In un periodo dell’anno in cui ci si aspetterebbero temperature miti, le isole tropicali del Pacifico stanno vivendo un evento climatico fuori scala. I primi giorni di giugno 2025, che corrispondono all’inverno nell’emisfero australe, hanno fatto registrare temperature notturne record alle Isole Cook e alle Isole Marshall, segnando un nuovo capitolo nella cronaca del riscaldamento globale.
Notti tropicali sempre più calde: battuti i record storici
A Manihiki, uno degli atolli delle Isole Cook, la colonnina di mercurio non è scesa sotto i 28,6°C, stabilendo la notte più calda mai registrata a giugno in quell’area. Situazione analoga nella capitale delle Isole Marshall, Majuro, dove la temperatura minima si è fermata a 28,3°C, anch’essa la più alta mai osservata per il mese.
Questi valori non sono solo straordinari per le medie climatiche locali: rappresentano un’anomalia anche per i tropici, dove le minime notturne superiori ai 28°C sono rare persino nei mesi più caldi, e quasi inaudite nel cuore dell’inverno australe. Il fatto che simili record vengano superati in zone geograficamente così distanti suggerisce un segnale climatico coerente e diffuso, che non può essere ignorato.
Un oceano rovente che riscalda l’atmosfera
Queste temperature estreme non sono un’eccezione isolata, ma parte di un quadro termico globale senza precedenti.

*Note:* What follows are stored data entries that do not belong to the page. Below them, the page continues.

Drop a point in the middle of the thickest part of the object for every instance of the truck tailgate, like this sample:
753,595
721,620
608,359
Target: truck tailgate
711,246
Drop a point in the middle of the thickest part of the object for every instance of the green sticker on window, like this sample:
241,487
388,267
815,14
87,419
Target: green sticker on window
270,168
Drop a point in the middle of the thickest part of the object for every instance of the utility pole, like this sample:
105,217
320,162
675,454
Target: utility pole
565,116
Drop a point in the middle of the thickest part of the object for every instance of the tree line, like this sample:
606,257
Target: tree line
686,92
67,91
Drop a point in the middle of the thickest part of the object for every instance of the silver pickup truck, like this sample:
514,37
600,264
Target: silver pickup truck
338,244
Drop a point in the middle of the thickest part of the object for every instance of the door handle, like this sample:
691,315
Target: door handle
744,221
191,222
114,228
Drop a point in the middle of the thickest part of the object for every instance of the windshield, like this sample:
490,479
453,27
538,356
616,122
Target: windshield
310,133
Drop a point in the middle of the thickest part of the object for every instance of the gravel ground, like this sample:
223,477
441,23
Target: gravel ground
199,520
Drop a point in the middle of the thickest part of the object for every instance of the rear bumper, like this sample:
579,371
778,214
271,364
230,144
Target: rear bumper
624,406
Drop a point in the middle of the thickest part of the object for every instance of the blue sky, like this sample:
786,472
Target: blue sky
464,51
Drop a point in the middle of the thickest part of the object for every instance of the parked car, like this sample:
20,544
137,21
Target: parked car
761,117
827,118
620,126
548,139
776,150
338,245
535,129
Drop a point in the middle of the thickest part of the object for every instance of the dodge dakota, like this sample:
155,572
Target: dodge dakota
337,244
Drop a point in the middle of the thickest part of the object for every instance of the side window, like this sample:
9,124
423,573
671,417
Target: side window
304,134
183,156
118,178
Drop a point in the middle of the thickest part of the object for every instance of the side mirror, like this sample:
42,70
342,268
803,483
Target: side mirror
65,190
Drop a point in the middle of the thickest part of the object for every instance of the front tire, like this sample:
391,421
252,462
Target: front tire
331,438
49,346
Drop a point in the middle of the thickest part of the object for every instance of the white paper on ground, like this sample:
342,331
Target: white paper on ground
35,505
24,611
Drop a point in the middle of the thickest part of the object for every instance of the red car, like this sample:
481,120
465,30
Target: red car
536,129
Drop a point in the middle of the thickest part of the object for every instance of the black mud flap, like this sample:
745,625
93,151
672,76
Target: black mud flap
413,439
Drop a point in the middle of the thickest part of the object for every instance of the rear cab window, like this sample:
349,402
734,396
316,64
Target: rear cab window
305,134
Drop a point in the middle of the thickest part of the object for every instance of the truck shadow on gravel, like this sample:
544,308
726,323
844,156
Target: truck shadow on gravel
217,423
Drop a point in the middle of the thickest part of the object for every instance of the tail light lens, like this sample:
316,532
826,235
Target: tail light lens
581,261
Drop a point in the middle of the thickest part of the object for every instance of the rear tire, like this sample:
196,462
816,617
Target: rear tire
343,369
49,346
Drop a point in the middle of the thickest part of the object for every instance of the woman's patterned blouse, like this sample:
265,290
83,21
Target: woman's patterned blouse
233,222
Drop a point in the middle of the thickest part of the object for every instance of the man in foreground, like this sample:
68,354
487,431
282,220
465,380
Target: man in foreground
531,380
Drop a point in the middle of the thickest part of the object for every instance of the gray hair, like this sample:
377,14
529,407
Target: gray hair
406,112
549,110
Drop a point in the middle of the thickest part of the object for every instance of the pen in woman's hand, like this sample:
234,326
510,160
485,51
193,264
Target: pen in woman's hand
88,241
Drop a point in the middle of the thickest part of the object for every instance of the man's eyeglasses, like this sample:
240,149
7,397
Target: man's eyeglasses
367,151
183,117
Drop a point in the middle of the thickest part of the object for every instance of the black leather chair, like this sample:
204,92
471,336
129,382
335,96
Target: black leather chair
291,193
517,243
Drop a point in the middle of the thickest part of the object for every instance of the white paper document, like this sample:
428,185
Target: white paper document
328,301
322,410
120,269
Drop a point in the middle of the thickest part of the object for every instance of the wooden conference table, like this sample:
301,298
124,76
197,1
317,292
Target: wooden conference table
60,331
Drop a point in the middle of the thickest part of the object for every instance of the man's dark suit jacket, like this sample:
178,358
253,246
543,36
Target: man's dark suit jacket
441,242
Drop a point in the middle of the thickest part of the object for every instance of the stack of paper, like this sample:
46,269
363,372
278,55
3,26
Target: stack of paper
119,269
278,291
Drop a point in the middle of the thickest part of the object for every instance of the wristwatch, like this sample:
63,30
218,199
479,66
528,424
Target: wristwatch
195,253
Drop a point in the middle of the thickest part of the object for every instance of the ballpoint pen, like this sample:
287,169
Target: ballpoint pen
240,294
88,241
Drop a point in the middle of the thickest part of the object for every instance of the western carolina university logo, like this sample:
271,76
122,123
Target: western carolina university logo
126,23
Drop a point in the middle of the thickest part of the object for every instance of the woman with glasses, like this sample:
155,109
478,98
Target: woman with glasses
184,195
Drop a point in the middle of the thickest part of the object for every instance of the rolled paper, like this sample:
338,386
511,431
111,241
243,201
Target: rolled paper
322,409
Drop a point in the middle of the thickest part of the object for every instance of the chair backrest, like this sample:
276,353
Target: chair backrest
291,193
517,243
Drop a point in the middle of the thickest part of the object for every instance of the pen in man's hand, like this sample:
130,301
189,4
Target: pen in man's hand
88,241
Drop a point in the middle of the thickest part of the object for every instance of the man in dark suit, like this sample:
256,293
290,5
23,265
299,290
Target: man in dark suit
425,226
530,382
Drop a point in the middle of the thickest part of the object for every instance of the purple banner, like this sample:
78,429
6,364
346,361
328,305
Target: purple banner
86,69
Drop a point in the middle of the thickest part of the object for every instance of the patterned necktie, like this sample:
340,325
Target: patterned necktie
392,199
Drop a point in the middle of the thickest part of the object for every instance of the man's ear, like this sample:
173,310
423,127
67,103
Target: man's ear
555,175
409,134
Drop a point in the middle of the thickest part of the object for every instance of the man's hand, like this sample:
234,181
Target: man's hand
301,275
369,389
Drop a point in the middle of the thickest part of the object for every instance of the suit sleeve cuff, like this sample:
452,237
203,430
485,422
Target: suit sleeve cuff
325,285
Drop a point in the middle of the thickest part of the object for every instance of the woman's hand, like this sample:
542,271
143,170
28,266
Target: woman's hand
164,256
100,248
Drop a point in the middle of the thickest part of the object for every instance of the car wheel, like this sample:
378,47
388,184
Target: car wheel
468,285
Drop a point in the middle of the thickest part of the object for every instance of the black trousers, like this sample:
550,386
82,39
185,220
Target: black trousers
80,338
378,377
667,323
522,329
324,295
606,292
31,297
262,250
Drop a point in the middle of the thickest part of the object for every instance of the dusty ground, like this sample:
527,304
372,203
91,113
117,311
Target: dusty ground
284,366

Il 2025 si sta configurando come l’anno più caldo mai osservato su scala planetaria, sulla scia di un inverno australe e di una primavera boreale contraddistinti da anomalie termiche straordinarie.
I dati parlano chiaro: gennaio 2025 è già stato classificato come il più caldo mai registrato dal 1850, mentre febbraio ha mostrato una temperatura media globale superiore di +1,26°C rispetto alla media di riferimento. Un incremento che non può essere attribuito soltanto alla variabilità naturale, ma che riflette la crescente influenza dei cambiamenti climatici di origine antropica.
Il ruolo critico degli oceani tropicali
Uno dei fattori chiave che alimenta questa anomalia è rappresentato dalle temperature superficiali oceaniche, che hanno raggiunto livelli record in molti bacini del pianeta. Le acque del Pacifico tropicale, in particolare, si stanno riscaldando a un ritmo senza precedenti, innescando non solo ondate di calore atmosferiche, ma anche episodi sempre più frequenti di marine heatwaves, cioè ondate di calore oceanico.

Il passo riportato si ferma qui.